I desperately did not want to be rushed from one unnecessary intervention to another. I did not want to be another woman who was treated like a bed number by the medical system. I wanted my voice to be heard. I wanted to have a say in the choices that needed to be made. I wanted a natural birth and to ultimately avoid an unnecessary cesarean section. I wanted my baby and me to be a priority by my care team. I didn’t want one of the most important days of my life to be traumatic. But what would unfold would be far from it. An experience that I was afraid would break me turned out to be an experience that showed me my true strength…

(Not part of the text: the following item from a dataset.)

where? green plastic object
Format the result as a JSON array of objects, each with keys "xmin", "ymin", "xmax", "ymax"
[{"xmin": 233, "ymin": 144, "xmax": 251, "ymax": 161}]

It was on a Sunday when my water broke. Five days before my due date. I learned at that moment how exaggerated television can be. A gallon of water did not rush out of me, and I did not need to rush to the hospital immediately. I had time. But the amount of time I had was a risk I was willing to take. I knew the minute I arrived at the hospital I would be sent down a conveyor belt of interventions. Interventions that might help in the short term but might be damaging in the long run. Something I desperately wanted to avoid. So, I waited.
Sunday turned into Monday with no contractions in sight. I decided to see my acupuncturist Monday evening to help get my body to move along. But as I lay on the table with needles sticking out of me, I didn’t have much faith that it would work. It was too soon. It was as if my baby was ready, but my body was not. I wish I had realized in those moments that the challenge might not have been a physical one but a mental one. I wish I had remembered to take a moment to look within. A moment to look up to God and reconnected what seemed to have been broken.
By Monday night the contractions did come, but they only lasted through Tuesday morning. By 6 am they abruptly stopped. Night one of no sleep. Tuesday afternoon my doula came to the house to try anything and everything for my body to open and prepare the way for my baby girl. We walked the stairs; we walked the curbs. I stretched and bent but nothing budged. I was stuck in prodromal labor. I was not progressing. Castor oil was the last resort I had written down on my labor plan. And it became the next and last step before throwing in the towel and heading to the hospital. But the side effects scared me more than what I would potentially face with the medical team. At that point all my efforts seemed ridiculous. What was I trying to prove to myself? I knew the longer I kept this up the higher the risk of infection for me and my baby since my water had already broken. I knew the longer I waited the more fluid I was losing. The towel had to be thrown. So, we packed the truck with my pink hospital bag and cooler of snacks. As I closed the door of our home behind me, I knew I was closing the door to all my high expectations.